The Bowmouth Guitarfish has large pectoral fins - like a ray. But their body tapers in at the back, becoming more streamlined, and ends with a powerful tail - like a shark. Yet because their gills are positioned on the underside of their body, they’re classified as a ray.

Blueish grey/brown in colour, they’re covered in lots of white spots, with black spots on their head and shoulders. Underneath they are white. This counter shading is common in sharks and helps to conceal them from predators and prey both above and below. In captivity, it’s been observed that Bowmouth Guitarfish can also change colour to better blend into their surroundings.
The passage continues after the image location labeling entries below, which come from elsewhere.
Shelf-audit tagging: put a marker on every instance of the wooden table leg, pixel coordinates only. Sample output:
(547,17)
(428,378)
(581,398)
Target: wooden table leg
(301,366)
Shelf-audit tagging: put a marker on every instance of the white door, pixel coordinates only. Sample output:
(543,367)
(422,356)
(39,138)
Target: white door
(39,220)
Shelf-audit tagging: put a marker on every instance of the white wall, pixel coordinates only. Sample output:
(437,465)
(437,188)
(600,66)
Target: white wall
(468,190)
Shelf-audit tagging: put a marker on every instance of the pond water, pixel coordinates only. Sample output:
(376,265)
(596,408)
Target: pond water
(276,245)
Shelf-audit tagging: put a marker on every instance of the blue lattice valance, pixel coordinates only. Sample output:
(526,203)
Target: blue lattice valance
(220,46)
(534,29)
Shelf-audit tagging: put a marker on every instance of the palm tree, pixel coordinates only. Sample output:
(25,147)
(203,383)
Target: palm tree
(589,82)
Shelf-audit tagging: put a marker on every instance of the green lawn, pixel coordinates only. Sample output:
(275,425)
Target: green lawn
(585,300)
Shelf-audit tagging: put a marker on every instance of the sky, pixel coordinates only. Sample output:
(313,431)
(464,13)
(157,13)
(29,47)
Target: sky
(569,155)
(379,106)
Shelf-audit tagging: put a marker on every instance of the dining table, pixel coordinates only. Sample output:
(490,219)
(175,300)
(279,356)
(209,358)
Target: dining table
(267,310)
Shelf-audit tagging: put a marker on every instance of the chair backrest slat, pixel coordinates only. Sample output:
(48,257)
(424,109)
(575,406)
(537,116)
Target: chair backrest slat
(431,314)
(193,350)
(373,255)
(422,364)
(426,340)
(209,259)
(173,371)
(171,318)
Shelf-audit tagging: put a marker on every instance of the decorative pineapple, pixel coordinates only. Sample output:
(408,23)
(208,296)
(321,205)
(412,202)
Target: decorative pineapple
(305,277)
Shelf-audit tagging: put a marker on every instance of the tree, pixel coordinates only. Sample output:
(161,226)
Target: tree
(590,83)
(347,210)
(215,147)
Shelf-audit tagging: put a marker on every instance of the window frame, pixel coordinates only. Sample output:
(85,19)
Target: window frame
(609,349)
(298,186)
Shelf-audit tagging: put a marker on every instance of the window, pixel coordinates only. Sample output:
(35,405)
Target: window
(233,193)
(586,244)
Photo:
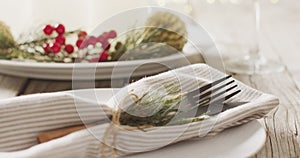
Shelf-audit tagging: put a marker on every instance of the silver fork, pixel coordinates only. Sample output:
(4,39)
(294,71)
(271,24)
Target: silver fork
(210,98)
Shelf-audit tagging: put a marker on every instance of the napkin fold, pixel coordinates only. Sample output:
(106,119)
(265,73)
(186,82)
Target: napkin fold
(23,118)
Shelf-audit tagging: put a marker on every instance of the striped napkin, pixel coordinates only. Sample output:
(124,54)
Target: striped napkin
(23,118)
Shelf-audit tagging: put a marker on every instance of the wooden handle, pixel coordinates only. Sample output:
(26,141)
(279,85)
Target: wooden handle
(45,137)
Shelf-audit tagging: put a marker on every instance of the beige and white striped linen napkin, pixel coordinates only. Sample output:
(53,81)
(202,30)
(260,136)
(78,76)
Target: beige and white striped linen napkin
(23,118)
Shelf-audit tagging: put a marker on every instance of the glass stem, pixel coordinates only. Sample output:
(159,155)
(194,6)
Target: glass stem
(256,50)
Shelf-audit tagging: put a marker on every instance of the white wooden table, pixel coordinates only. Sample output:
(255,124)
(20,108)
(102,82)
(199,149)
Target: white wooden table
(281,41)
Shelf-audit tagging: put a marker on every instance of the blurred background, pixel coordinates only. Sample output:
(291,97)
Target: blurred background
(221,18)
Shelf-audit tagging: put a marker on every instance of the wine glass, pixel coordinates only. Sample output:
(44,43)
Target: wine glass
(254,62)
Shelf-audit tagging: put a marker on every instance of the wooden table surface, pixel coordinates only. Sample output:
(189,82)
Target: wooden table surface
(281,41)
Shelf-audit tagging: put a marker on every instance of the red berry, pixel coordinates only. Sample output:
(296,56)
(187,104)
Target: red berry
(79,43)
(101,39)
(60,39)
(47,48)
(82,35)
(104,56)
(106,45)
(92,40)
(94,60)
(55,47)
(105,35)
(112,34)
(60,29)
(69,48)
(48,29)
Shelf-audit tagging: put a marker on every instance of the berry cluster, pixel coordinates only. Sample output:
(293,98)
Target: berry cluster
(59,42)
(95,48)
(100,43)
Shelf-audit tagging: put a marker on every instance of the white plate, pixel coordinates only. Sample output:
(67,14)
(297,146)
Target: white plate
(61,71)
(199,44)
(237,142)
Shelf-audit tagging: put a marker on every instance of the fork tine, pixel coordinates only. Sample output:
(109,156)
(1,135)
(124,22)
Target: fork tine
(212,91)
(209,101)
(204,88)
(202,98)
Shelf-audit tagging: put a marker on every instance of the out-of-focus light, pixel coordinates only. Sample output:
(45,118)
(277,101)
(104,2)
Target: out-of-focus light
(210,1)
(274,1)
(161,3)
(234,1)
(188,9)
(223,1)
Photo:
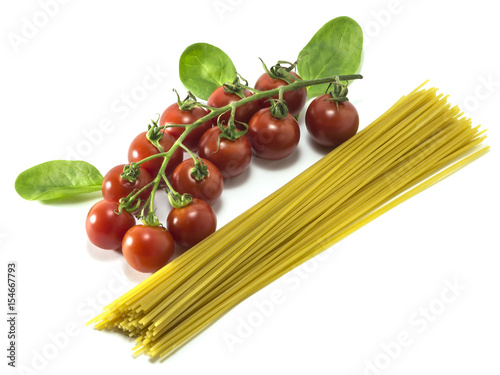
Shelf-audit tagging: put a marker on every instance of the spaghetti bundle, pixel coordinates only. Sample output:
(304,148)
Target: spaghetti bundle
(418,141)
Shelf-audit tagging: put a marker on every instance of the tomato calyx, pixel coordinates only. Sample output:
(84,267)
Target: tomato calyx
(187,104)
(278,71)
(155,133)
(236,87)
(278,108)
(339,92)
(199,170)
(151,220)
(131,172)
(179,200)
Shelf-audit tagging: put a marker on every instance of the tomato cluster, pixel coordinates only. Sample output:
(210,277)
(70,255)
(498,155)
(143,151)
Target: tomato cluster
(217,148)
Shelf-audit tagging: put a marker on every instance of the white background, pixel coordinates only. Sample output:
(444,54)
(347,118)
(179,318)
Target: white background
(335,316)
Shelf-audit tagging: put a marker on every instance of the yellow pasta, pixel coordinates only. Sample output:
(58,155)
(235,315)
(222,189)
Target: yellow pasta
(420,140)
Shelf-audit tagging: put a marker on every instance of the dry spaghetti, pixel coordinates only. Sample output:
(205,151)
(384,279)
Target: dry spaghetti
(418,141)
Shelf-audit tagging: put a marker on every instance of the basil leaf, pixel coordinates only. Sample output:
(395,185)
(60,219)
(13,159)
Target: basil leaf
(58,179)
(203,68)
(334,50)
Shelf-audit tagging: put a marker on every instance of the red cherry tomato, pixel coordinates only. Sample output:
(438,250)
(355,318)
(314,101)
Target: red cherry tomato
(105,228)
(209,188)
(231,157)
(147,249)
(114,187)
(328,126)
(192,223)
(295,100)
(173,115)
(273,138)
(220,98)
(141,148)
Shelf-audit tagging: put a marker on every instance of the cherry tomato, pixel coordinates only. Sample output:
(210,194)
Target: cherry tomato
(105,228)
(328,126)
(295,100)
(220,98)
(141,148)
(173,115)
(147,249)
(232,157)
(114,187)
(209,188)
(273,138)
(192,223)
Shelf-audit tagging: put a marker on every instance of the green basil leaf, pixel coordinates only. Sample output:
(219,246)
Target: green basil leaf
(203,68)
(58,179)
(334,50)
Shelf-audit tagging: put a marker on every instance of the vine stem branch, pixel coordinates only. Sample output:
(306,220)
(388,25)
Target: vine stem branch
(215,112)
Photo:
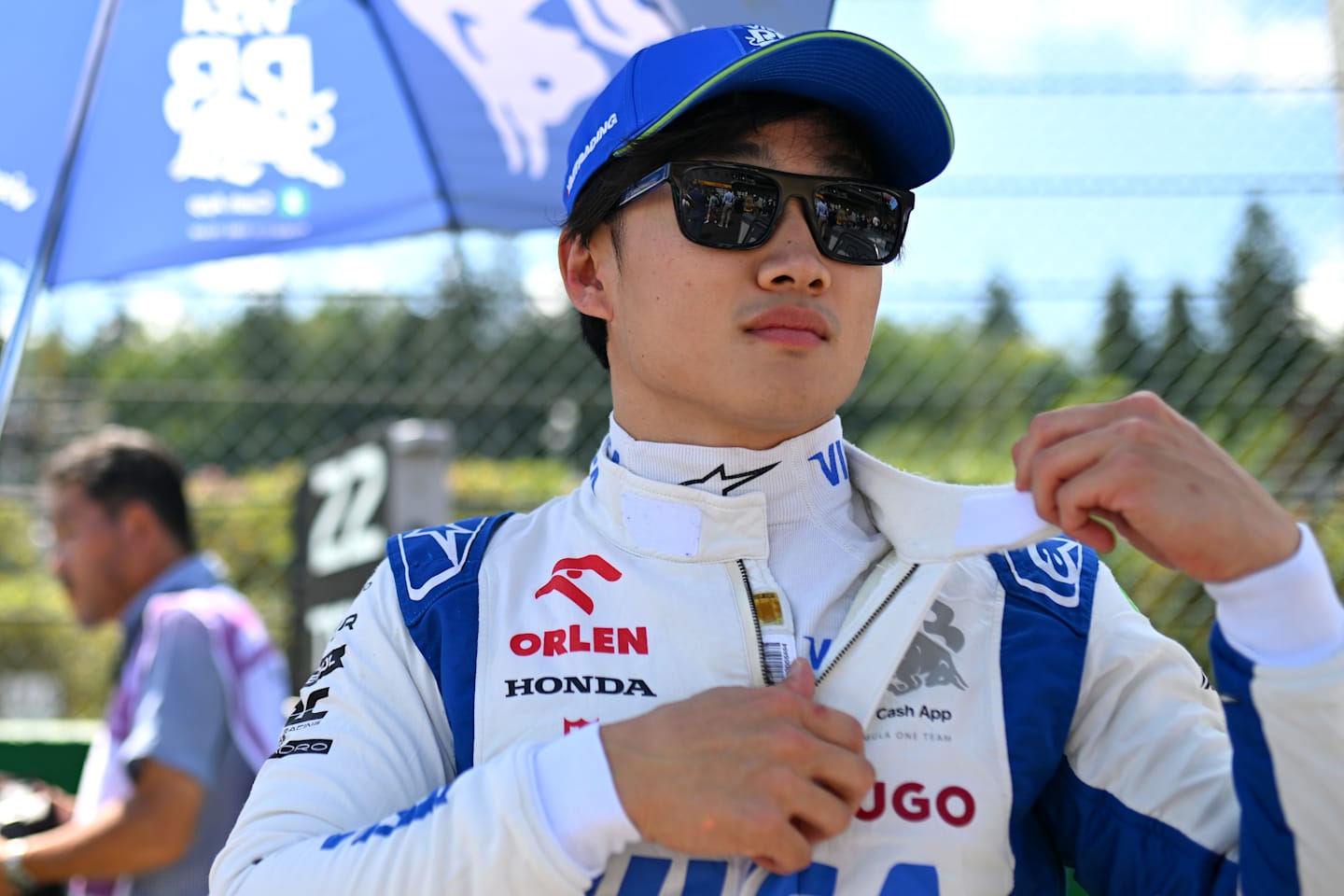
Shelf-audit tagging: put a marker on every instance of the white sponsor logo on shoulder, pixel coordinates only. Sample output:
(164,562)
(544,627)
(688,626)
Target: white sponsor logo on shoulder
(1053,568)
(455,540)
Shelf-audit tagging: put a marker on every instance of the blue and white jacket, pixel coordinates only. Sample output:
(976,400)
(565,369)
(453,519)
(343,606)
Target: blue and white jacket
(1022,715)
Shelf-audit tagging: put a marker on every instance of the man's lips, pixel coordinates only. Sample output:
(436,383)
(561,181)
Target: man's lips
(791,326)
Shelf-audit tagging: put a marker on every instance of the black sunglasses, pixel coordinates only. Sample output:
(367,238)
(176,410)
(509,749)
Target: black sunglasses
(732,205)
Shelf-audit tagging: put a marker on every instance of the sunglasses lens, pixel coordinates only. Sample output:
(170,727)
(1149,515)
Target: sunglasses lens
(727,207)
(859,223)
(734,207)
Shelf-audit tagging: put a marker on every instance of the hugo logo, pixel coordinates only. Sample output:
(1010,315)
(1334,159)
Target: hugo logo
(574,568)
(955,805)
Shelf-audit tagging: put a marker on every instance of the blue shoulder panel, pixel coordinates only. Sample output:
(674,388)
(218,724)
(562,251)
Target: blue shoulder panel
(1047,611)
(437,572)
(1269,857)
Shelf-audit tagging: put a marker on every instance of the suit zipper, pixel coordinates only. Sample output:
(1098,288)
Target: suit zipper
(866,624)
(756,623)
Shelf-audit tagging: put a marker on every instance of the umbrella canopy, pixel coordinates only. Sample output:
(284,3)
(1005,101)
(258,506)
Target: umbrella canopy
(151,133)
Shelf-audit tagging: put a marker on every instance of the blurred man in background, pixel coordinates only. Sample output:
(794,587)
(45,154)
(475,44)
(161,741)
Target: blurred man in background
(199,694)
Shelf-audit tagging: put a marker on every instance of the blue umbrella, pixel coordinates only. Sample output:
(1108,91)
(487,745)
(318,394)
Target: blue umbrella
(151,133)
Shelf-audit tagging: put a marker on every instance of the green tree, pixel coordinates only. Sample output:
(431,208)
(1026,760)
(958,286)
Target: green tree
(1265,335)
(1001,320)
(1181,369)
(1120,348)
One of the most distinctive features of the Bowmouth Guitarfish is their broad round snout, which is shaped like a bow – thus its name. Dark bands are visible between their eyes and spiracles (‘breathing’ holes that sit behind the eyes). They have bony ridges above their eyes, giving them a prominent set of “eyebrows”. And these are truly formidable, containing a row of defensive spiky thorns! It’s thought that they may use these to head-butt potential predators.

A ridged row of thorns also runs along their back and shoulders, protecting vital parts of their body.

Bowmouth Guitarfish give birth to litters of 2-11 pups, which are born ~50cm long. Pups are much darker in colour, becoming lighter as they get older.

It’s not known how long they live in the wild, but in captivity they live around 7 years. Being solitary animals they tend to keep to their own territories.

  • SCIENTIFIC NAME: Rhina ancylostoma

  • FAMILY: Rhinidae (Wedgefishes)

  • MAXIMUM SIZE: 2.7m

  • DIET: Crustaceans and molluscs that live on the ocean floor - such as crabs, lobsters, and clams. Their flat, heavily ridged teeth make short work of even the toughest shells. They'll also prey on bony fish.

  • DISTRIBUTION: Tropical waters of the Indo-West Pacific.

  • HABITAT: Prefer coastal shallow waters, coral reefs, and mangroves at depths of 1-20m, but have been recorded as deep as 70m. Bottom-dwelling preferring sandy or muddy substrates.

  • CONSERVATION STATUS: Critically Endangered


Relatively little is known about the Bowmouth Guitarfish, or any of the other 9 species belonging to the wedgefish family. Yet available data suggests severe population declines and even localised extinctions.

In fact Rhino Rays (wedgefishes and giant guitarfishes) are now officially the most threatened family of marine fish. Highlighting the need for immediate conservation action.

These rays are highly-prized for their meat and fins, which are considered the most valuable on the market. Without better protection they’ll continue to be heavily overfished, driving further declines and threatening the survival of wild populations.

In August, all 10 wedgefishes and 6 giant guitarfish are proposed for listing at the next Convention on International Trade of Endangered Species (CITES) Conference of Parties (CoP). Where we’ll be advocating for listing of all these vulnerable species and highlighting the need for fisheries reform.